No novo Eastwood, um grande ausnte dos Oscars, não há uma mistificação gloriosa como em Invictus, existe antes uma desmistificação inglória de uma figura controversa, mas demasiado opaca para nos aproximarmos dela.
Se não fosse John Edgar Hoover, ninguém entrava com ar apressado nas cenas de crime dos thrillers a gritar 'FBI', enquanto enxuta os policias locais. Não haveria Ficheiros Secretos, nem investigações policiais com recurso a escrupulosas análises científicas. Também não haveria escutas nem escândalos que dão biópicos controversos. O contributo de John Edgar Hoover, considerado por alguns o homem mais poderoso do planeta, para o cinema é mais do que muito. Só que ele não foi um herói, apenas um crápula, o crápulas mais temido da América. Assim o pinta Clint Eastwood, que revela o ficheiro secreto da sua vida privada,num filme que passará ao lado da corrida aos Óscares, e que está nos antípodas de Invictus.

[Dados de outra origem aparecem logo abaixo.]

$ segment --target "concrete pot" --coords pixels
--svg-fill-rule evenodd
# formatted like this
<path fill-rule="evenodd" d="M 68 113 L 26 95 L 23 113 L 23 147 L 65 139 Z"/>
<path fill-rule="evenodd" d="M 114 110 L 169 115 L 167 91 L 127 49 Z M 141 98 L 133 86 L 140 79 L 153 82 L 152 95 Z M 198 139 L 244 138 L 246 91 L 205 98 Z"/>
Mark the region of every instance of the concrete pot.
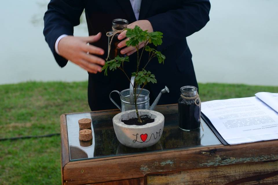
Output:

Os vilões têm o seu encanto. Não há dúvida. Desde Bonnie and Clyde (Arthur Penn, 1967) que nos apercebemos que é muito mais romântico e empolgante torcer pelo bandido do que pelo xerife. Na altura da grande depressão, foras-da-lei, assaltantes de bancos, como John Dilinger, tornaram-se muito populares, autênticos heróis, como se tornou visível nos filmes da época, com James Cagney (O Inimigos Público, 1931, William A. Wellman), mais recentemente, emInimigos Públicos, de Michael Mann (2009). E essa inversão do lado do bem e do lado do mal repete-se com mais insistência nos nossos dias. Gostamos do estilo dos gangsters de Pulp Fiction (1994)e até mesmo nos deixamos levar por psicopatas, como Hannibal, de O Silêncio dos Inocentes (1991).
Mas este J. Edgar, 'inventor' da FBI, aparece como um vilão do lado dos bons, apenas um crápula, mas que nem por isso ganha algum encanto. É uma personagem medíocre, que se move por objectivos curtos, infeliz. Uma personagem desencantada e desmoralizada nos seus preceitos morais.
Estamos perante um biópico atípico. Não há uma mistificação gloriosa como em Mandella, existe antes uma desmistificação inglória de uma figura controversa, mas demasiado opaca para nos aproximarmos dela.
O filme de Eastwood adota assim uma postura semelhante à de Luc Moulet nalgumas curtas-metragens, em que faz panfletos turísticos, com o efeito contrario, que nos levam a não querer vistar a terra em questão. J Edgar é um filme sobre uma personagem que não nos fascina nem queremos conhecer. Mas claro, e talvez seja este o ponto mais importante, leva-nos a refletir sobre o poder oculto das secretas.
J. Edgar notabilizou-se ao deportar centenas de imigrantes com ligações a movimentos comunistas e anarquistas. Enquanto construi a FBI, com critérios de excelência e um investimento na ciência e formação, fez da perseguição aos emigrantes e aos negros uma obsessão. Terá tentado inclusive fazer com que Martin Luther King recusasse o Prémio Nobel. Abusando do poder, resistiu a oito presidentes americanos, que chantageava através dos seus arquivos secretos. Edgar foi um monstro que se criou.
Leonardo DiCaprio é competente num papel difícil. A opção por manter os mesmo atores em diferentes idades obriga a uma caracterização demasiado pesada, que por vezes incomoda. O filme é longo e mastigado, mas tem aqueles momentos fortes de emoção que só Eastwood sabe fazer. Proporcionados em grande parte pela semi-assumida relação homossexual com Clyde Tolson (Armie Hammer), através da qual o realizador dá a Edgar uma dimensão frágil e humana.
J. Edgar, de Clint Eastwood, com Leonardo DiCaprio, Armie Hammer, Judi Dench, Noami Watts, 137 min
Ler mais: http://aeiou.visao.pt/j-edgar-o-inimigo-secreto=f643806#ixzz1kbU115T1
1 comentário:
Não sei se o filme é bom, mas tendo em conta a temática custa a perceber como não está nomeado para os óscares. Talvez haja fatos do passado na América, mesmo um pouco recentes, que ainda sejam incómodos e uma nomeação seria dar demasiada importância a uma figura (Edgar Hoover) que ainda hoje talvez incomode.
Conto ver o filme, apesar do protagonista... Mas como é Clint quem realiza, para mim torna-se imperdível.